In other matters Tuesday, council:
-- heard a presentation from Lee Tasseff, president of Destination Mansfield-Richland County, on the impact of COVID-19 on local tourism. It was similar to a presentation he made Aug. 11 to Richland County commissioners.
-- approved demolitions at nine locations deemed to be dilapidated -- 8 Stoodt Ave., 28 Flint St., 132 S. Adams St., 148 Bowman St., 226 S. Diamond St., 239 W. Fourth St., 326 W. Sixth St., 340 West Third St. and 605 Harold Ave.

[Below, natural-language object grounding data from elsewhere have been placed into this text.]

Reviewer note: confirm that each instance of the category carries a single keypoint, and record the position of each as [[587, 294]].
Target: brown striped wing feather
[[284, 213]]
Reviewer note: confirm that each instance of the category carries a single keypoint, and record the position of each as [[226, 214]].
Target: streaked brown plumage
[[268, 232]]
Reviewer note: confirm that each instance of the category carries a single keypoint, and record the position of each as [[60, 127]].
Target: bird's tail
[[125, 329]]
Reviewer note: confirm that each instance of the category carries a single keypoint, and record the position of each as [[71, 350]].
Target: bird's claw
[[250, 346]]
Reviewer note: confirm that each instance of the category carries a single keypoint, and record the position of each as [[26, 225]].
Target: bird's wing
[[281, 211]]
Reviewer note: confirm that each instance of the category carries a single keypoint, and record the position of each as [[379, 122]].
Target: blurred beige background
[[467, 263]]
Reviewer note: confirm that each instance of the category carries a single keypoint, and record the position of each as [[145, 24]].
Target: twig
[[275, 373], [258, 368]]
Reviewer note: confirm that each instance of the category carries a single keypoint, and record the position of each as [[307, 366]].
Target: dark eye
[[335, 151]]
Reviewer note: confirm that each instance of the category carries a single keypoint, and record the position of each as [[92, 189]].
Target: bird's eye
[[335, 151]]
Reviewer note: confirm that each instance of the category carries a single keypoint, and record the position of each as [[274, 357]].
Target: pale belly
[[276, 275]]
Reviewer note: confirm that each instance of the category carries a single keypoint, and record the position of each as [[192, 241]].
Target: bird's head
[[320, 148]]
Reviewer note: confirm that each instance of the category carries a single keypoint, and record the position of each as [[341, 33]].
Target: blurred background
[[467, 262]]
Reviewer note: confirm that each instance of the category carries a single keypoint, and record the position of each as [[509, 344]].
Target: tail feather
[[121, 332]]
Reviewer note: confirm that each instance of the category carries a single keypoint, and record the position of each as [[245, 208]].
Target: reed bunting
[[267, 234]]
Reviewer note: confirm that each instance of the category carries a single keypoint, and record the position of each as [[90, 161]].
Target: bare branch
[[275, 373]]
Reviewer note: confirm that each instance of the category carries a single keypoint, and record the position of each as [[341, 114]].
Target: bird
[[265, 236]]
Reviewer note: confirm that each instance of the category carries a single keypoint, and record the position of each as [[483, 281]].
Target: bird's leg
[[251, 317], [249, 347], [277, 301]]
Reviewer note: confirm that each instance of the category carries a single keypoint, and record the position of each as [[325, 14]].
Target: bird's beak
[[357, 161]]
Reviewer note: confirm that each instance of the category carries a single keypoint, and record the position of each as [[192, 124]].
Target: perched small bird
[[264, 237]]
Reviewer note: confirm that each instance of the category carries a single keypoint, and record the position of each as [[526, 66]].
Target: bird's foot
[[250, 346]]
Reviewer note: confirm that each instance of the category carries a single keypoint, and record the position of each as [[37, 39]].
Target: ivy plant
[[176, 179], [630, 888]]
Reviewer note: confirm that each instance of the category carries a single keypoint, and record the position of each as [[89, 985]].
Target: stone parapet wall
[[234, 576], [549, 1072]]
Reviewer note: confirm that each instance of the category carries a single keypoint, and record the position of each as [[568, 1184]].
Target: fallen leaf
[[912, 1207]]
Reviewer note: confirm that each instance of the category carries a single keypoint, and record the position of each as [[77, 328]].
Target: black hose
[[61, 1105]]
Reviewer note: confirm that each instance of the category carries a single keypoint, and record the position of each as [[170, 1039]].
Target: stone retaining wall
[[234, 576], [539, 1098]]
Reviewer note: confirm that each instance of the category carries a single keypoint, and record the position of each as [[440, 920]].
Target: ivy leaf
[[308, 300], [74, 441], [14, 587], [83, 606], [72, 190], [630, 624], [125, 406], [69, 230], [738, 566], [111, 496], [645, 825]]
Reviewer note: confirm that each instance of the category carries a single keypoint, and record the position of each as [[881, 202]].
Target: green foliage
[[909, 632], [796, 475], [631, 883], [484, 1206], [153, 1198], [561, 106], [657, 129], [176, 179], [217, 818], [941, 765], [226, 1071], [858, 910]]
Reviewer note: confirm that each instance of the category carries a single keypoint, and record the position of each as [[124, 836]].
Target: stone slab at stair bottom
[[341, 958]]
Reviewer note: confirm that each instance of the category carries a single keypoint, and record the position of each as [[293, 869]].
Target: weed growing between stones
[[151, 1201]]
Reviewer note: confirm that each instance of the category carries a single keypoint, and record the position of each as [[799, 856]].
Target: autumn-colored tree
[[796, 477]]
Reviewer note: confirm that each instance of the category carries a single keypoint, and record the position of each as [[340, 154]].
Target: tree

-- approved amendment of three traffic ordinances to bring them into compliance with state law.
-- discussed during caucus a plan to begin using the "construction manager at risk" during construction of public improvements. If approved, the manager would participate in the design process and could then perform the work or sub-contract all or parts of the project.
-- approved acceptance of $50,000 from the Ohio Attorney General's Office to assist with the Opiate Response Team project. Half the money will fund personnel with the other half going to contractual services and supplies. No matching funds are required.
-- approved granting a license to Oakmont Education, 1160 W. Fourth St., to use the public right-of-way to install a bus shelter.